Re: [Sqlgrey-users] Load balancing question, part 2

SourceForge Headquarters 1320 Columbia Street Suite 310 San Diego, CA 92101 +1 (858) 422-6466

On Mon, Apr 26, 2010 at 11:38:34AM -0700, Gary Smith wrote:
> > I have setup two sqlgrey servers load balanced with ipvsadm.  Load balancing
> > is operating but I end up with a lot of orphaned ESTABLISHED connections on
> > the real servers.  In a period of 48 hours, I received ~500 requests (per real
> > server) and here were about ~250 established connections per server.
> > 
> > When I bypass ipvsadm and just go direct to a single server, I see only a few
> > connections established (and there is a corresponding connection on the
> > postfix side).
> > 
> > Does anyone else on the list run sqlgrey in an ipvsadm load balanced scenario?
> > If so, any pointers?  Postfix seems to have no complaint on this, but I think
> > by design it reconnects when the connection is gone.
> 
> This might be helpful for people on the list.
> 
> Okay, isolating it to a single real server node in the load balanced cluster still causes the same result.  It appears that after N second, postfix hangs up on the connection but it's not realized by sqlgrey, probably because of the load balancer.  So it is then up to the OS TCP TTL settings to kill the TCP connection.  I have put a dirty hack in place just to test.  I have setup $mux->set_timeout in the mux_input and for the mux_timeout callback, I close the current filehandle ($fh).  I do this after the processing has taken place (immediately after the while loop).  It's probably the wrong thing to do, but the connection is closed after the timeout and even this closure is seen by postfix and the load balancer.
> 
> The concern here is that sqlgrey isn't reacting gracefully when connections are abandoned (that is closed, but never receiving notification).  It stands out when something like load balancing is put in place (my observation, I could still be wrong here).
> 
> It might be useful to put some type of sanity timeout check in place for a case like this.  If you have a reasonably configured default TTL for TCP at the OS level then the impact is probably minimal.
> 
> I have been using sqlgrey for some years now, and I am migrating it to a separate cluster (currently it lives on each MTA, but trying to break that as we have a resource need to move this to it's own cluster).
> 
> Thoughts?
> 

SQLgrey is doing the correct thing in this case.
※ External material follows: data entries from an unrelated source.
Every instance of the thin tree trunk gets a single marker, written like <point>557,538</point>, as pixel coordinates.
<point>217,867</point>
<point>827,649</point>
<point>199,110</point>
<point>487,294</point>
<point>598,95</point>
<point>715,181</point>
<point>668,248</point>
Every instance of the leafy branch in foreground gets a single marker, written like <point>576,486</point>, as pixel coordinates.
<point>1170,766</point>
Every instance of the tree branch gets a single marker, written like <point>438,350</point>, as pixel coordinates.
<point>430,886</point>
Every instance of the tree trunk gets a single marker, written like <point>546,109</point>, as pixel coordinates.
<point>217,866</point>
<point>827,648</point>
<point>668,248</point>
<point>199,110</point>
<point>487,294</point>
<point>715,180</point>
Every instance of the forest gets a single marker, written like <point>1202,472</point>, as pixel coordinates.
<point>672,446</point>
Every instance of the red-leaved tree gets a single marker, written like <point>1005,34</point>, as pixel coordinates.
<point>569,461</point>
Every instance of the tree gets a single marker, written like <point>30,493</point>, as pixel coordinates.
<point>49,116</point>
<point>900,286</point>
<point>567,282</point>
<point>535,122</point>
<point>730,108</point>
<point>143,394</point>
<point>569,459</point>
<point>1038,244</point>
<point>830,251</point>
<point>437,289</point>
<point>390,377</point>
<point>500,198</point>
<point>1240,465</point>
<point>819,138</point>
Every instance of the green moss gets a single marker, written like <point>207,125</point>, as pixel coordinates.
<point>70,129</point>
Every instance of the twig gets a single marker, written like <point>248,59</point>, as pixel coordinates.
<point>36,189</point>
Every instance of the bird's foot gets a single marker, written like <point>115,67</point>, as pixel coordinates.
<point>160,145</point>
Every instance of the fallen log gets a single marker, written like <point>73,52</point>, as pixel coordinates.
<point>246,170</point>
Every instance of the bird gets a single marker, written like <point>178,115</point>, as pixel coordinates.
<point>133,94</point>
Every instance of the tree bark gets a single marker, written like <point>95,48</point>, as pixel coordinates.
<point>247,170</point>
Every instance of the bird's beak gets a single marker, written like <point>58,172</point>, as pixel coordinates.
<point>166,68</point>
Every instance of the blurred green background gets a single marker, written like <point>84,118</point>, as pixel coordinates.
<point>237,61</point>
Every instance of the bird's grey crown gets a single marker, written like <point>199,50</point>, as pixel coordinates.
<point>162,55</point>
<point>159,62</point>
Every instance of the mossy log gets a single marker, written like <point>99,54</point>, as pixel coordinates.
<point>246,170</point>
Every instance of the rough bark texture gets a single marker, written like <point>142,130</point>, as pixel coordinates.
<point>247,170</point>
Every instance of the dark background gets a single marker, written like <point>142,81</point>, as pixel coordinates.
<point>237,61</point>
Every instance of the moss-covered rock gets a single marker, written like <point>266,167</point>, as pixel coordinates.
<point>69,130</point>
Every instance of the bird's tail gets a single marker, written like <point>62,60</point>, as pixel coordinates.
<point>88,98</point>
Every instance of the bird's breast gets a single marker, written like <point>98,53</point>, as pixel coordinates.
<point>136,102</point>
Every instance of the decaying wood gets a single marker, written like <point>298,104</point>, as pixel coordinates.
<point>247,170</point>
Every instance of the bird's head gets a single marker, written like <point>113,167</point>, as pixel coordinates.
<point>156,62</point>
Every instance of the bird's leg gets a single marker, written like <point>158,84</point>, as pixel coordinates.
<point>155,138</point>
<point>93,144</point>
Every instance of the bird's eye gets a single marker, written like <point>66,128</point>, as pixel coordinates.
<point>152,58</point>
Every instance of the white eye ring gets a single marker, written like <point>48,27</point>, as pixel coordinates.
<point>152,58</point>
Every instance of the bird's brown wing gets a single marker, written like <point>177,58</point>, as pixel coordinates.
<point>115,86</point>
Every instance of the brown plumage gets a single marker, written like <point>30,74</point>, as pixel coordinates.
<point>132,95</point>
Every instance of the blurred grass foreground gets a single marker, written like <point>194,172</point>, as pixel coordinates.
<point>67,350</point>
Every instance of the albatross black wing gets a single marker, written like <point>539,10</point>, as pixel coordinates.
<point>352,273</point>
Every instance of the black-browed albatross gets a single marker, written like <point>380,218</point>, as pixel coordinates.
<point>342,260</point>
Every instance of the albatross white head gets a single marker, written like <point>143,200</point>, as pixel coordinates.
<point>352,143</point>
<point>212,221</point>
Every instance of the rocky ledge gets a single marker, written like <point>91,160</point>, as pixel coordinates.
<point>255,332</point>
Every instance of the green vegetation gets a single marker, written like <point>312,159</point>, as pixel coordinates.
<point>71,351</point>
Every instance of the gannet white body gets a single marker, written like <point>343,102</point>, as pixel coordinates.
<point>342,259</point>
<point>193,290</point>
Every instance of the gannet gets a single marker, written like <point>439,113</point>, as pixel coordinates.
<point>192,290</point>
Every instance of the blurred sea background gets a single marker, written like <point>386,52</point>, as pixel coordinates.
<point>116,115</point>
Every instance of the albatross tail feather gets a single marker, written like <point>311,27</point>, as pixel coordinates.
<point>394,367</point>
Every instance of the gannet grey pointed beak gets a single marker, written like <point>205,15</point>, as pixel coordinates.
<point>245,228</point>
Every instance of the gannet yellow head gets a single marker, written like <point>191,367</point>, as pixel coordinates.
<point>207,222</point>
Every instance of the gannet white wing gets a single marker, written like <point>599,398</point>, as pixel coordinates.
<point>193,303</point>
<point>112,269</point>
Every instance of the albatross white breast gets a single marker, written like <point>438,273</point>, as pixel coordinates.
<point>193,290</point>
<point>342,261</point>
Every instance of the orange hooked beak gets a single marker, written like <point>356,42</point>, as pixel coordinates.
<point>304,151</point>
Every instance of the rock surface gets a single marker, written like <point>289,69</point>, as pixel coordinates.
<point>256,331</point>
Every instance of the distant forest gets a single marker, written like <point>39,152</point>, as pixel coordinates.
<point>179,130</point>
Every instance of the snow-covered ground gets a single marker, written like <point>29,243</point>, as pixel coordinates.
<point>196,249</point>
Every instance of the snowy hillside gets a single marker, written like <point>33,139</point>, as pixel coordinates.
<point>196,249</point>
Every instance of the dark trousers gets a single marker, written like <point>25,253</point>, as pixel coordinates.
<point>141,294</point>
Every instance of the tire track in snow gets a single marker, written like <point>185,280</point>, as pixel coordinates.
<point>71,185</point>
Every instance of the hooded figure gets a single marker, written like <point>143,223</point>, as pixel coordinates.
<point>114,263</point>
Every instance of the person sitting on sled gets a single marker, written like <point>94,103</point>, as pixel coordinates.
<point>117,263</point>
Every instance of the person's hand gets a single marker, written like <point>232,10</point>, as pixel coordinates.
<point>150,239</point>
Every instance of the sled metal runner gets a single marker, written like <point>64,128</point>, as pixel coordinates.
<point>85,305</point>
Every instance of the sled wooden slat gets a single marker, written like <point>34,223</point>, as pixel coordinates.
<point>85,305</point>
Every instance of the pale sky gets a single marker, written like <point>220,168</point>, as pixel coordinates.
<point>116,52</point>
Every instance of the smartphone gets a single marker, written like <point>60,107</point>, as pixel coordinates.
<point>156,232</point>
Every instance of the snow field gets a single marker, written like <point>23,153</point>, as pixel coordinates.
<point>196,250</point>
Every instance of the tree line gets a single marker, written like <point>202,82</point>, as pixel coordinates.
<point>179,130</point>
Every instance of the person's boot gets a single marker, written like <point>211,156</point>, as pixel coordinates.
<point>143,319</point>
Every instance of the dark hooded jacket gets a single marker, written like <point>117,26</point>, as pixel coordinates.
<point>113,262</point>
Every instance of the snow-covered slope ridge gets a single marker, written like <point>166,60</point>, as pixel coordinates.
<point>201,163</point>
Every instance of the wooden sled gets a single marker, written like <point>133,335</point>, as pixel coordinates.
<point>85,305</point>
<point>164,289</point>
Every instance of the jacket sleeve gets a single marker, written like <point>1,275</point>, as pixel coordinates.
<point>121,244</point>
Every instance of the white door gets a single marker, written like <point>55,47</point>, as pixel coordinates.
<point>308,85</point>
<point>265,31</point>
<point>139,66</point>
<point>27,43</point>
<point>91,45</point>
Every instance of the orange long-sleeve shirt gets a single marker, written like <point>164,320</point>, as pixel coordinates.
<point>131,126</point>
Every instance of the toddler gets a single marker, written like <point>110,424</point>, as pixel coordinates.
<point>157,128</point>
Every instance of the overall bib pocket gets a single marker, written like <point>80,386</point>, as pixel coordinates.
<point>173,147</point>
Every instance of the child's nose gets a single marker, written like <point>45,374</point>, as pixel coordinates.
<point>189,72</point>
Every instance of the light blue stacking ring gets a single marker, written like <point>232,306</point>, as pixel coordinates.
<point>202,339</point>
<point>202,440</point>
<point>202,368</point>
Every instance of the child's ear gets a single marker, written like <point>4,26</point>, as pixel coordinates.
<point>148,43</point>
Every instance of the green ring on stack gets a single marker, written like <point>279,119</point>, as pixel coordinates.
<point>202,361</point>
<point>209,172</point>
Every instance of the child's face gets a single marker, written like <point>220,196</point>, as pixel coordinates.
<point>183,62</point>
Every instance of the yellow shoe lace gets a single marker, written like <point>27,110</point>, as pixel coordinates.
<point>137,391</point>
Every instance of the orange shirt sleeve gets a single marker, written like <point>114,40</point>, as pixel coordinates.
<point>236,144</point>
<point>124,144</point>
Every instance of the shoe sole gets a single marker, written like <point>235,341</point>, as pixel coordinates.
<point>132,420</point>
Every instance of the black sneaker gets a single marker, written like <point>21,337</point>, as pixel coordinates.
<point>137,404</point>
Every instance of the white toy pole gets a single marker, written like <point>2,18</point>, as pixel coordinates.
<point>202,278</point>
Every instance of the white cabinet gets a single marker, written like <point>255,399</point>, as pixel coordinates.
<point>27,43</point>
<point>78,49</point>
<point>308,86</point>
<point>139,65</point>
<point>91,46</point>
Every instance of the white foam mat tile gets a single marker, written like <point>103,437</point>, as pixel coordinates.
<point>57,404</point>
It does not know why
the connection is gone or even if it is gone for a while. The load balancer
should close the connection to the remote SQLgrey when the frontends go
away or depending on how it works, when all connections from the frontend
are closed. This will keep SQLgrey from holding old connections around until
they are reclaimed. It is useful to have timeouts such as you mention to handle
other bits of poorly designed software.

Cheers,
Ken